# They wont stop!



## Noir (Jan 15, 2013)

My hens won't stop pecking at each other. In a nut shell:
Had an abusive roo. He was pecking at them, and they started pecking at each other.
Got rid of said abusive roo.
Got saddles and blu seal. 
Got nice little friendly silky roo.
Thought things were getting better. Started taking off the saddles from the chickens that looked healed.
Today i saw that one hen had a small circle of feathers plucked out and she was bleeding a little bit. WHAT DO I DO????


----------



## kahiltna_flock (Sep 20, 2012)

Are they pecking at each other inside the coop? I was told to use red light in the coop. I was told it calms them and it makes it so they can't see the blood. I guess chickens instinctually will peck and cannibalize each other if they see blood. The more blood, the more pecking. All second hand info, don't know if it will help. Good luck and keep us posted.


----------



## Energyvet (Jul 25, 2012)

Too crowded? Just asking.


----------



## Noir (Jan 15, 2013)

They peck at each other where ever they are. I have a red heat lamp. But have yet to find a regular red light bulb. 

As far as the size I have five hens and a silky in a 4' x 3' area. I was told that would be large enough. Maybe it's not?


----------



## Energyvet (Jul 25, 2012)

Maybe it is. That's a lot of chickens in a pretty small space.


----------



## Sundancers (Jun 20, 2012)

And do you use the lamp 24/7?

(and if yes, can I ask why?)


----------



## Noir (Jan 15, 2013)

I only use the light at night when it's under 20 degrees. I'm going to try and revamp the coop this summer and make it bigger.


----------



## Apyl (Jun 20, 2012)

Noir said:


> I only use the light at night when it's under 20 degrees. I'm going to try and revamp the coop this summer and make it bigger.


I was just reading your other responces and in my opinion your area is way to small. 4x3 is only 12 sq ft that is only large enough for 3 full size hens possible 4. You are way over crowded and will continue to have issues until you have a larger area or remove some birds. As for the light, you asking for a fire. I live in Wisconsin with -25 F degree weather and do not provide heat. Chickens can survive these temps as long as they are in a coop free of drafts. By giving heat during the winter your weakening your flock. Now if you want eggs during the winter I would provide a 20 - 40 watt white light only for the extra hours it takes to equal 14 hours of daylight.


----------



## Roslyn (Jun 21, 2012)

I think your chickens are telling you that it's too small. The books say three square feet per bird, but I have always gone by 4 per bird, and that's only coop space, they need access to outside to stretch their wings, either a nice run or a fenced area or free range, depending on your space available. 

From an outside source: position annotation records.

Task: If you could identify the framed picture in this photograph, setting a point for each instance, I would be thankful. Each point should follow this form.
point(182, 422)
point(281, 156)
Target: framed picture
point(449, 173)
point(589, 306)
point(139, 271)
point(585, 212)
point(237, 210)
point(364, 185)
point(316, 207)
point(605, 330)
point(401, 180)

If they are fully feathered, they don't need heat. Mine are fine in negative temps and I even have ones that go up in a tree, even with negative temperatures.


----------



## piglett (Jun 21, 2012)

i have found red bulbs at the local walmart
they are called "party lights"
& give off almost no heat
i don't heat my coop either 
because if the power fails my birds might all die

good luck
piglett


----------